AN IMPORTANT NOTE ABOUT TRAVEL INSURANCE
Obviously, adding travel insurance increases the cost of your trip. The cost of insurance is based your age and cost of the trip on a per person basis and is generally quite reasonable. You are making a sizable investment in your vacation, and insurance is a wise way to protect that investment particularly given recent events related to terrorism and the dramatic impact it has had on our travel and transportation system. We strongly recommend adding Travel Protection Insurance for a number of reasons and we recommend Travel Guard over cruise line insurance even though cruise line insurance is sometimes less expensive. While cruise line insurance is better than no insurance in most cases, Trip Interruption and Cancellation policies sold by the cruise lines are no good if the company folds. Just ask the 2,800 Premiere Cruise Line passengers who were stuck after 5 Premiere ships were seized by creditors in foreign ports a some time ago. Renaissance, American Hawaii, US Lines and a number of other smaller cruise lines have all suddenly gone out of business recently leaving thousands of passengers who were uninsured in a difficult situation. Financial failure and bankruptcy are excluded in cruise line policies. Those who had Travel Guard were protected and were paid in full. Those Premiere customers who had no insurance were required to file for refunds through the Federal Maritime Commission. The payouts could take several months or longer and there is no guarantee passengers will get their money back. Another down side of cruise line insurance is that most of them do not refund your money, they issue a future cruise credit. That may not be advantageous to you depending on the circumstances of the cancellation. If you lost your job and had to cancel, you probably need the money more than a future cruise.
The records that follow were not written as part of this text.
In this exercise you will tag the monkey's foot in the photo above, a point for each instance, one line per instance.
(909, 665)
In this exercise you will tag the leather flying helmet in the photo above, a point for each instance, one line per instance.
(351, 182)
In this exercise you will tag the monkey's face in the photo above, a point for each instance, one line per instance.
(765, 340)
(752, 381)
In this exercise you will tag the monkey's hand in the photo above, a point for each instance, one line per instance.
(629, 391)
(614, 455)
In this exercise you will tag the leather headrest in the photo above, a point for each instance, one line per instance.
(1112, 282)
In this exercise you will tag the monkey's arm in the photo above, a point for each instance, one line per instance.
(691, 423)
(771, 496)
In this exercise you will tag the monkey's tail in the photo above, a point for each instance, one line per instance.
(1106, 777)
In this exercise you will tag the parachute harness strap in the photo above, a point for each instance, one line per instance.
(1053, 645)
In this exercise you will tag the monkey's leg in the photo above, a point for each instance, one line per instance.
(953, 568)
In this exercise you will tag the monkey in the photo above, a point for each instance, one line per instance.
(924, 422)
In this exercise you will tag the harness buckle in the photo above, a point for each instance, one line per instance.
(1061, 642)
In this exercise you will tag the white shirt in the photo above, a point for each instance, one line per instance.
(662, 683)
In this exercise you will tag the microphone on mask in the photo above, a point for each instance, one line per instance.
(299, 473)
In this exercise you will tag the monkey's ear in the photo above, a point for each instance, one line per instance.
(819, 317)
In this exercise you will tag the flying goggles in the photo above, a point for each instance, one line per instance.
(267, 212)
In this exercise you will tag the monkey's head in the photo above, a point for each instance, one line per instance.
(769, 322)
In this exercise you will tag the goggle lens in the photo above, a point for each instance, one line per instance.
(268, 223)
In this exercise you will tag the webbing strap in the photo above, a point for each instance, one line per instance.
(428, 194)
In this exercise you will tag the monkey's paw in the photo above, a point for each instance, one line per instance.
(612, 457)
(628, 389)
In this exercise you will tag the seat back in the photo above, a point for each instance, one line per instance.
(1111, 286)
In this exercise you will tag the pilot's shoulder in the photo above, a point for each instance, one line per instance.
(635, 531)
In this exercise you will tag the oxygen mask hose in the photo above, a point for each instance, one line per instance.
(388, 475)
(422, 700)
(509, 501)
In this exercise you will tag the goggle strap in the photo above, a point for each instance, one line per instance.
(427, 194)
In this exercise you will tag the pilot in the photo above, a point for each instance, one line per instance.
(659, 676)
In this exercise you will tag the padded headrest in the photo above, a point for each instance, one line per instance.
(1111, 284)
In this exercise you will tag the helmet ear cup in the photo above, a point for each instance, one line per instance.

In addition to protection against cruise line bankruptcy, Travel Guard offers superior trip cancellation, interruption, medical and medical evacuation provisions. The medical portion includes all pre existing conditions if purchased within 7 days of deposit on your cruise or land vacation package. Today, many HMO's and insurance providers create serious obstacles to coverage outside the United States and medical evacuation may not be covered at all. An evacuation could costs upwards of $20,000 or more and without insurance, you will be stuck with it. Most important, medical facilities in foreign nations may not be willing to provide treatment based on coverage by a private HMO policy. Travel Guard has excellent medical provisions that are well known throughout the world and a strong track record of paying promptly.
a final note …
One thing to keep in mind with respect to price is that you are going on VACATION. Often cut-rate fares can mean cut rate fun. If cheap is the only thing that matters, you may get exactly what you pay for. You may not be real happy with it. We focus on cruise VALUE, quality and service. Sometimes that means you pay a little more but in the end, we are confident you will have a true dream vacation instead of a vacation nightmare. Since we sell dream vacations and not used cars, we try to give you the best price the first time. We don't haggle prices. Also, because of the widespread abuse and misuse of written quotes by the Internet Boiler Room Travel Sites, we no longer provide initial written quotes. We will call you with pricing and upon deposit, will follow up with written confirmation.